En los últimos veinte años, la innovación en fintech se ha centrado en la capa de distribución, no en la infraestructura. La competencia en marca, orientación al usuario y adquisición ha llevado a que el dinero siga moviéndose en redes cerradas tradicionales, aunque con mayor alcance. Esto ha generado homogeneización, costos crecientes y márgenes estrechos.

Las stablecoins tienen el potencial de transformar radicalmente el modelo económico de los productos financieros. Al convertir funciones como custodia, liquidación, crédito y cumplimiento en software abierto y programable, reducen drásticamente los costos fijos de inicio y operación. Funciones que antes requerían bancos patrocinadores, redes de tarjetas y grandes proveedores ahora pueden construirse directamente en cadena, con costos operativos mucho menores.

Cuando la infraestructura sea más barata, la especialización será posible. Las fintech ya no necesitarán millones de usuarios para ser rentables. Podrán enfocarse en nichos pequeños y claros, como atletas, creadores adultos, fans de K-pop o distribuidores de lujo, que ya comparten cultura, confianza y comportamientos, facilitando la difusión por boca a boca en lugar de marketing pagado.

Lo más importante: estos grupos suelen tener patrones de flujo de caja, riesgos y decisiones financieras similares. Esto permite diseñar productos que se ajusten a sus ingresos, gastos y gestión de fondos, en lugar de perfiles de usuario abstractos. La difusión será más efectiva porque los productos encajan con su modo de operar, no solo por reconocimiento mutuo.
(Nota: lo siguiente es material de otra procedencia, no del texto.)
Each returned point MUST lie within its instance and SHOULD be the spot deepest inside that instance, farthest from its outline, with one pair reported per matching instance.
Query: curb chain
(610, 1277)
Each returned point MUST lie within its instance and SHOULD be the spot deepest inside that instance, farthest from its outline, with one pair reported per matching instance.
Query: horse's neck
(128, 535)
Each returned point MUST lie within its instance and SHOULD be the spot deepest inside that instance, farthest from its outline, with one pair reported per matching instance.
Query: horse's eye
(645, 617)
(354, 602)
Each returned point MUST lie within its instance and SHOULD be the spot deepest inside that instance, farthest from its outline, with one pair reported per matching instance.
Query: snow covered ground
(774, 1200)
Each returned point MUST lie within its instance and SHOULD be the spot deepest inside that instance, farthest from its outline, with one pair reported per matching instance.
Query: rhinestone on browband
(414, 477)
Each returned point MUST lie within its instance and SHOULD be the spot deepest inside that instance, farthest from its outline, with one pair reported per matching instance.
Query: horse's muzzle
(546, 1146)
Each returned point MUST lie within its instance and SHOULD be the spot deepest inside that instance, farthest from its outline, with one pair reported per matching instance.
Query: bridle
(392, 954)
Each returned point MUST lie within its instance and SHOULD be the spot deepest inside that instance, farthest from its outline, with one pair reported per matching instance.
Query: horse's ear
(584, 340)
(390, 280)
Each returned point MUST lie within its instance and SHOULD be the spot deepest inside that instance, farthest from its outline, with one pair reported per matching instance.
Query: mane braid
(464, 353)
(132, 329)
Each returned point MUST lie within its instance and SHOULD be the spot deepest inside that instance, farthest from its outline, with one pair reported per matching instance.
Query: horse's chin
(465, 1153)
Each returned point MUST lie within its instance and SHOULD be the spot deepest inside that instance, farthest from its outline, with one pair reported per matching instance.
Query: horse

Si esta visión se realiza, la transformación económica será profunda. Con una distribución más alineada con las comunidades, los costos de adquisición )CAC( bajarán, y los márgenes aumentarán. Mercados que parecían demasiado pequeños o poco rentables se convertirán en negocios sostenibles y rentables.

En un mundo así, la ventaja de la fintech no dependerá solo de escalar y gastar en marketing, sino de entender profundamente a los usuarios. El éxito de la próxima generación de fintech radicará en ofrecer servicios específicos y de alta calidad a grupos particulares, basados en cómo fluye realmente el dinero en sus vidas.